The return to the cardiologist two weeks later found him in worse condition and so he was admitted to the hospital for more tests. Those revealed a couple of leaky valves and an efficiency of about 15%. I guess normal efficiency is around 60%.

During his hospital stay while doctors examined him and decided how best to treat his heart, he would become disoriented with increasing frequency, not understanding why he was where he was and why people – “damn strangers” he called them – were poking him and bossing him around.

Dementia was the diagnosis, of course, which is just a fancy name for Thief - something that steals one’s memories at a time when that is often all one has left.

The doctors are sending Paul home today under the care of his 6 children, adults all of them, who he sometimes does not recognize. He will require 24 hour supervision and Teresa asked me if she could stay nights with him for a while. I have given my blessing as long as while keeping him safe, she will be safe doing so. We are hoping that her siblings will also assist in the care, and I’m sure they will.

So, my riding partner and photographer will take on a new role for as long as she can or as long as this production runs.
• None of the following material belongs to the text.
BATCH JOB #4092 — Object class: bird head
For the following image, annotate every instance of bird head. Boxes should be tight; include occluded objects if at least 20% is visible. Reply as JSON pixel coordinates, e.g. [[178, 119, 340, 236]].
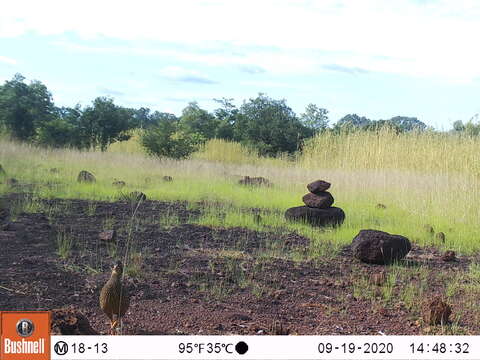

And while I feel a sense of loss, not having my partner available for evening jaunts or weekend ride-a-ways, it is miniscule compared to the loss with which Teresa will contend. And I feel guilt and shamed that the thought even crossed my mind.

I am incredibly proud of her and if by chance I take a ride in the evenings, it will be to see her and Paul and spend time with both.

Even though we know the ending of this story, the last few chapters that have yet to be written will prove that life is full of uncertainties.

Ride Safe


John McClane said...

That's bad news, Doug. I wish you the best in dealing with it.

Conchscooter said...

When I was a kid old timers would shake their heads and tell me as long as I had my health things were okay. I thought I knew better.Now I know how right they were.

Doug C said...

John: Much thanks

Conch: When I reached the age of about 25 or 26, my parents, who up until that time I believed possessed marginal intelligence, became geniuses, virtually overnight. I bet a lot of 'old timers' got really smart too, about that same time...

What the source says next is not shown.